Cholinesterase: An enzyme that breaks down acetylcholine into active parts that can be recycled.
Chromosome: An H-shaped structure inside the cell nucleus made up of tightly coiled strands of genes. Each chromosome is numbered (in humans, 1-46). Genes on chromosomes 1, 14, 19, and 21 are associated with Alzheimer's disease.
Clinical psychologist: See psychologist.
Clinical social worker: An individual who has specialized training in identifying and accessing community resources, such as adult daycare, home care, or nursing home services, as well as skills in individual and group counseling.
Clinical trial: An organized research program conducted with patients to evaluate a new medical treatment, drug, or device.

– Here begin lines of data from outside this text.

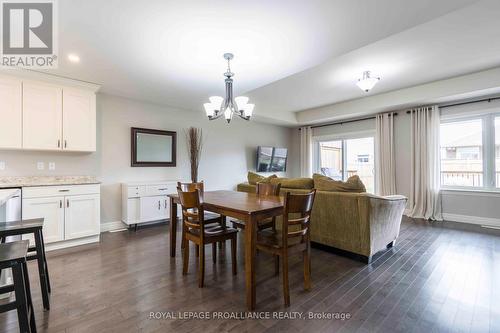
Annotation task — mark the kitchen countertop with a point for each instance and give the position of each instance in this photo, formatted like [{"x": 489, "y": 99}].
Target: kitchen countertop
[
  {"x": 5, "y": 195},
  {"x": 6, "y": 182}
]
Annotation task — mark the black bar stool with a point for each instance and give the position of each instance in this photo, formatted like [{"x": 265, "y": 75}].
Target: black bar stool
[
  {"x": 13, "y": 255},
  {"x": 37, "y": 252}
]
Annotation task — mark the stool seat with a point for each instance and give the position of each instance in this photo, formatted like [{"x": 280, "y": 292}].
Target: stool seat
[{"x": 13, "y": 252}]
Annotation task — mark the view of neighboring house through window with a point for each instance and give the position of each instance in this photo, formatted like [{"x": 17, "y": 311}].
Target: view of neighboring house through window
[
  {"x": 355, "y": 156},
  {"x": 470, "y": 152},
  {"x": 461, "y": 153}
]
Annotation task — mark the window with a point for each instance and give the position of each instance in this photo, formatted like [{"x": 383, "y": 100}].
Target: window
[
  {"x": 343, "y": 158},
  {"x": 497, "y": 151},
  {"x": 470, "y": 153},
  {"x": 461, "y": 146}
]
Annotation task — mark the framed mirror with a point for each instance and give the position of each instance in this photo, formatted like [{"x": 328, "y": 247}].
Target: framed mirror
[{"x": 153, "y": 148}]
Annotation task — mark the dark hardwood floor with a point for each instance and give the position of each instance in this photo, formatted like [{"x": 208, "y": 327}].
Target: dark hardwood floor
[{"x": 436, "y": 279}]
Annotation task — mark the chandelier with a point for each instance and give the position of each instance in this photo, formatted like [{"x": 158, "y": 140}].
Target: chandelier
[{"x": 228, "y": 106}]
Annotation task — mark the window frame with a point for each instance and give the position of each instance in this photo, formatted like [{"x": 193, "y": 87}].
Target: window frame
[
  {"x": 488, "y": 151},
  {"x": 343, "y": 137}
]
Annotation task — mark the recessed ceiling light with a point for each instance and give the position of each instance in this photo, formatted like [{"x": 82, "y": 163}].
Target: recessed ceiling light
[
  {"x": 73, "y": 58},
  {"x": 367, "y": 82}
]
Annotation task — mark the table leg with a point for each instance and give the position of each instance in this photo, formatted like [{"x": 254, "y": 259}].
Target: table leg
[
  {"x": 41, "y": 269},
  {"x": 250, "y": 238},
  {"x": 173, "y": 226}
]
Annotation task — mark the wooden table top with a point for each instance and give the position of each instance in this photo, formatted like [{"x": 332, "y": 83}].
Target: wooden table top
[{"x": 242, "y": 202}]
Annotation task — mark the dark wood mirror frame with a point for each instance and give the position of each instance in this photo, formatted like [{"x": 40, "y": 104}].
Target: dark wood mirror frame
[{"x": 135, "y": 163}]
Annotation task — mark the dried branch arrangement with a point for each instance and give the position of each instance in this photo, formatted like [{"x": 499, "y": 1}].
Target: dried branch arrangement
[{"x": 194, "y": 139}]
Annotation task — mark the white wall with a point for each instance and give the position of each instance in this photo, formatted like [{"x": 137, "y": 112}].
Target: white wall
[{"x": 228, "y": 152}]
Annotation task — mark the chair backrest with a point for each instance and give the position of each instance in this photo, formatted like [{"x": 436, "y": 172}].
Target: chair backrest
[
  {"x": 192, "y": 210},
  {"x": 188, "y": 187},
  {"x": 297, "y": 204},
  {"x": 268, "y": 189}
]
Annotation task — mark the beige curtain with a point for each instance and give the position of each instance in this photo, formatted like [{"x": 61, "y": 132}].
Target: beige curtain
[
  {"x": 305, "y": 151},
  {"x": 385, "y": 160},
  {"x": 425, "y": 201}
]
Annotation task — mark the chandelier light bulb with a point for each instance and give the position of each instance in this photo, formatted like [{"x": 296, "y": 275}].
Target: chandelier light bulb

Co-existing illness: A medical condition that exists simultaneously with another, such as arthritis and dementia.
Cognitive abilities: Mental abilities, such as judgment, memory, learning, comprehension, and reasoning.
Cognitive symptoms: In Alzheimer's disease, the symptoms that relate to loss of thought processes, such as learning, comprehension, memory, reasoning, and judgment.
Combativeness: Episodes of aggression.
Competence: A person's ability to make informed choices.
Computed (axial) tomography (CAT or CT) scan: A technique in which multiple X-rays of the body are taken from different angles in a very short period of time. These images are collected by a computer to give a series of images that look like "slices" of the body. In diagnosing dementia, CT scans can reveal tumors and small strokes in the brain.
Conservator: In some states, the guardian who manages an individual's assets.